DeepSeek-R1 outperformed OpenAI o1 in diagnosis and management across subspecialties while lowering operating costs, supporting the potential of open-weight, reinforcement learning-augmented LLMs as scalable and cost-saving tools for clinical decision support. Further investigations should evaluate safety guardrails and assess performance of self-hosted adaptations of DeepSeek-R1 with domain-specific ophthalmic expertise to optimize clinical utility.
大语言模型(LLMs)在临床决策中的应用越来越受到关注,但很少有研究评估其在临床实践中复杂眼科病例上的表现。了解开放权重、推理增强的大语言模型是否能优于专有模型,对临床实用性和可及性具有重要意义。

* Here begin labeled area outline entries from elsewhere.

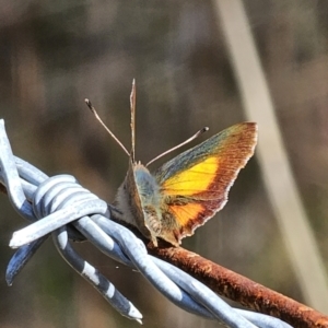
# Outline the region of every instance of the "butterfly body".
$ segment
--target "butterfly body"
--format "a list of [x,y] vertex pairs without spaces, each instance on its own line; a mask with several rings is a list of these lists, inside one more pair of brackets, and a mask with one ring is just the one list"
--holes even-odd
[[119,220],[136,225],[155,246],[159,237],[178,246],[224,207],[256,140],[257,125],[244,122],[183,152],[153,174],[130,160],[116,197]]

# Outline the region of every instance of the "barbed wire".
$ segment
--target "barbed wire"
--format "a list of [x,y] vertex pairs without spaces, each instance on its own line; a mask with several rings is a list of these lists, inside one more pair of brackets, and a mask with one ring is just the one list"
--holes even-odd
[[62,258],[122,316],[142,323],[142,315],[110,281],[72,247],[87,239],[110,258],[137,269],[171,302],[195,315],[227,327],[288,328],[268,315],[231,307],[213,291],[180,269],[150,256],[143,242],[110,220],[108,204],[83,188],[73,176],[48,177],[14,156],[4,121],[0,120],[0,180],[16,212],[32,222],[13,234],[10,246],[19,248],[5,273],[8,284],[24,268],[49,235]]

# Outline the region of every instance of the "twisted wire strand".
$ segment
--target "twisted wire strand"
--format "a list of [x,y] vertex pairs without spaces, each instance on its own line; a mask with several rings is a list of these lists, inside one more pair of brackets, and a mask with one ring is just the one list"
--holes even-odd
[[65,260],[130,319],[141,323],[142,315],[97,269],[77,254],[70,239],[86,238],[107,256],[137,268],[168,300],[190,313],[216,319],[229,327],[291,327],[270,316],[234,309],[186,272],[149,256],[140,239],[109,220],[107,203],[80,186],[74,177],[49,178],[13,156],[3,120],[0,120],[0,180],[7,187],[12,206],[34,222],[13,235],[10,246],[20,248],[7,269],[9,284],[51,233]]

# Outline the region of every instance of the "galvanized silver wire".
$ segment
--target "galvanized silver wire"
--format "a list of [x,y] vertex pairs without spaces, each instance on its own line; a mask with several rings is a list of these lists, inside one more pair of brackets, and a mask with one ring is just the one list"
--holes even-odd
[[107,256],[139,270],[163,295],[187,312],[227,327],[291,327],[267,315],[231,307],[186,272],[148,255],[134,234],[110,221],[108,204],[79,185],[73,176],[49,178],[14,156],[3,120],[0,120],[0,180],[13,208],[33,222],[15,232],[10,242],[11,247],[19,249],[8,265],[9,284],[51,234],[60,255],[79,274],[121,315],[141,323],[142,315],[134,305],[73,249],[71,241],[85,238]]

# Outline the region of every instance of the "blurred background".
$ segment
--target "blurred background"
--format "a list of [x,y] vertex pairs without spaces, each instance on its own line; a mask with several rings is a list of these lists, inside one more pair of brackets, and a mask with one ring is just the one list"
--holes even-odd
[[[328,2],[247,0],[244,7],[326,274]],[[137,159],[143,163],[204,126],[210,131],[201,140],[249,120],[216,11],[215,1],[194,0],[1,1],[0,116],[14,154],[48,175],[72,174],[110,202],[128,160],[93,118],[85,97],[129,149],[136,78]],[[280,167],[273,168],[279,176]],[[227,206],[183,246],[307,303],[265,179],[256,155]],[[73,272],[50,241],[9,288],[4,273],[13,250],[8,244],[25,222],[5,196],[0,209],[1,327],[138,326]],[[142,312],[144,327],[218,327],[177,308],[138,272],[90,244],[77,249]]]

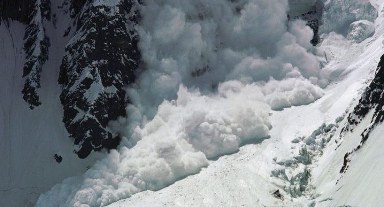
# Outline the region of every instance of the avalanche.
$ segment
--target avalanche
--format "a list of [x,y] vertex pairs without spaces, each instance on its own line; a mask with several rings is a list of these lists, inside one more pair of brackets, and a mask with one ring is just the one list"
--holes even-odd
[[382,0],[34,5],[0,13],[0,205],[384,202]]

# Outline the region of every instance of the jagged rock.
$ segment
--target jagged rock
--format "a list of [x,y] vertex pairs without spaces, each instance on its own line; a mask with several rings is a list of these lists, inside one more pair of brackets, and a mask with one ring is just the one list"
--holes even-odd
[[116,148],[120,142],[107,124],[126,115],[124,88],[134,81],[140,61],[134,27],[139,2],[80,2],[72,6],[71,15],[78,14],[76,30],[66,48],[58,81],[63,122],[75,139],[75,152],[84,158],[92,150]]
[[343,164],[340,170],[340,173],[345,173],[348,169],[351,161],[350,155],[361,149],[369,137],[371,131],[379,123],[384,121],[384,55],[381,56],[377,65],[375,77],[371,83],[365,89],[359,100],[358,103],[355,106],[353,111],[349,113],[348,123],[342,130],[340,137],[347,131],[352,131],[353,126],[360,123],[366,118],[369,112],[373,110],[373,115],[371,119],[371,123],[361,134],[361,140],[360,144],[349,152],[345,154]]
[[284,197],[283,195],[280,193],[280,191],[279,189],[272,193],[272,195],[276,198],[279,198],[281,200],[284,200]]

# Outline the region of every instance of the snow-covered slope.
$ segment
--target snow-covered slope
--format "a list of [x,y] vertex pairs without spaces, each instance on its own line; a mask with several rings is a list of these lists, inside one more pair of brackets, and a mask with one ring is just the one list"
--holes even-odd
[[[382,11],[383,3],[375,3]],[[360,43],[334,33],[322,36],[318,47],[328,62],[323,70],[337,78],[314,103],[273,111],[270,139],[210,161],[199,173],[163,189],[139,193],[109,206],[381,206],[384,125],[381,121],[371,124],[375,110],[381,110],[381,83],[367,89],[377,91],[373,101],[380,103],[378,108],[359,100],[368,96],[363,94],[378,64],[381,70],[382,18],[381,12],[375,20],[376,33]],[[376,79],[382,78],[381,73]],[[369,113],[351,127],[352,132],[342,132],[348,111],[353,114],[356,104],[368,108]],[[348,170],[340,173],[346,153],[361,145],[365,133],[360,134],[371,126],[369,138],[350,155]]]
[[13,2],[0,206],[380,206],[382,1]]
[[[84,159],[79,158],[73,153],[74,150],[86,148],[74,147],[73,141],[70,139],[71,134],[68,132],[68,126],[73,123],[67,124],[66,128],[62,121],[65,114],[67,122],[70,122],[68,117],[70,117],[69,113],[65,112],[63,105],[68,108],[73,102],[63,98],[60,103],[60,95],[63,91],[58,81],[60,65],[65,54],[70,53],[66,52],[70,39],[76,41],[76,37],[83,34],[79,31],[78,36],[74,37],[75,29],[73,28],[70,34],[65,35],[68,28],[74,27],[76,21],[76,15],[70,17],[71,3],[44,0],[0,1],[0,206],[33,205],[40,193],[67,177],[83,173],[95,160],[104,156],[104,153],[94,153]],[[81,8],[81,6],[79,8]],[[84,19],[88,19],[88,17],[83,17],[82,20]],[[97,35],[94,36],[88,37],[88,41],[97,37]],[[107,39],[111,42],[114,40]],[[129,44],[126,41],[130,39],[121,43]],[[126,48],[130,53],[135,52],[132,48]],[[71,52],[74,53],[73,50]],[[76,52],[84,54],[79,50]],[[68,55],[66,57],[68,59]],[[104,58],[100,58],[100,60]],[[92,60],[96,61],[96,59]],[[121,70],[116,68],[110,71],[110,75],[115,77],[113,74],[119,74]],[[63,74],[62,72],[61,75]],[[116,85],[122,88],[122,84],[124,83],[120,79],[126,79],[128,77],[125,74],[117,75]],[[104,80],[101,79],[102,81]],[[113,85],[111,80],[105,82]],[[65,83],[63,81],[63,84]],[[72,100],[83,97],[82,94],[78,94],[80,90],[73,90],[79,96],[71,96]],[[66,91],[67,94],[68,90]],[[124,113],[125,94],[119,94],[119,102],[112,100],[116,91],[112,89],[106,92],[110,93],[111,99],[106,98],[93,103],[97,102],[103,108],[105,102],[108,102],[111,110],[120,107]],[[89,106],[80,108],[87,110]],[[110,110],[106,111],[98,111],[94,116],[96,119],[102,118],[104,127],[111,117],[116,116]],[[84,117],[79,116],[78,120],[83,120]],[[98,126],[98,124],[88,123],[78,131],[95,130]],[[79,128],[71,127],[73,130]],[[106,136],[112,138],[112,135]],[[115,146],[99,143],[94,144],[94,147],[100,150]],[[94,149],[92,146],[86,148],[88,154],[82,154],[83,158]]]

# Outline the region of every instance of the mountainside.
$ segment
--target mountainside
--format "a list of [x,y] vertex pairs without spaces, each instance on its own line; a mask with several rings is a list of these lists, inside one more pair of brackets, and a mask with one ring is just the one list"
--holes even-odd
[[0,206],[381,206],[383,7],[0,0]]
[[139,66],[137,3],[94,2],[0,1],[0,205],[32,205],[119,143],[107,125]]

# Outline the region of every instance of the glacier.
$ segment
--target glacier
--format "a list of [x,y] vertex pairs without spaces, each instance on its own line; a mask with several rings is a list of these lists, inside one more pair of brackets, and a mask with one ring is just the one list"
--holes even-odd
[[0,15],[0,205],[384,202],[381,0],[34,4]]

评估DeepSeek-R1与OpenAI o1在不同眼科亚专业中的诊断准确性、管理决策能力和成本。
设计、设置和参与者:这是一项使用标准化提示和模型配置进行的横断面评估。临床病例来自《美国医学会眼科杂志》的临床挑战文章,包含临床实践中的复杂病例。每个病例包括一个开放式诊断问题和一个多项选择的下一步决策。所有病例均无排除,且未涉及人类参与者。数据于2025年3月13日至3月30日进行分析。
使用计划与解决增强版(PS+)提示工程方法对DeepSeek-R1和OpenAI o1进行评估。
主要结局为诊断准确性和下一步决策准确性,定义为正确回答的比例。进行令牌成本分析以估计费用。使用科恩κ系数评估模型间的一致性,并使用麦克尼马尔检验比较性能。
共纳入422例临床病例,涵盖10个亚专业。DeepSeek-R1的诊断准确率为70.4%(422例中的297例),高于OpenAI o1的63.0%(422例中的266例),相差7.3%(95%CI,1.0%-13.7%;P = 0.02)。对于下一步决策,DeepSeek-R1在82.7%的病例中正确(422例中的349例),而OpenAI o1的准确率为75.8%(422例中的320例),相差6.9%(95%CI,1.4%-12.3%;P = 0.01)。模型间一致性为中等(κ = 0.422;95%CI,0.375-0.469;P < 0.001)。DeepSeek-R1每次查询的成本低于OpenAI o1,在非高峰定价期间节省超过66倍(高达98.5%)。
DeepSeek-R1在各亚专业的诊断和管理方面优于OpenAI o1,同时降低了运营成本,支持开放权重、强化学习增强的大语言模型作为临床决策支持的可扩展和节省成本工具的潜力。进一步的研究应评估安全防护措施,并评估具有特定眼科专业知识的DeepSeek-R1自托管改编版本的性能,以优化临床实用性。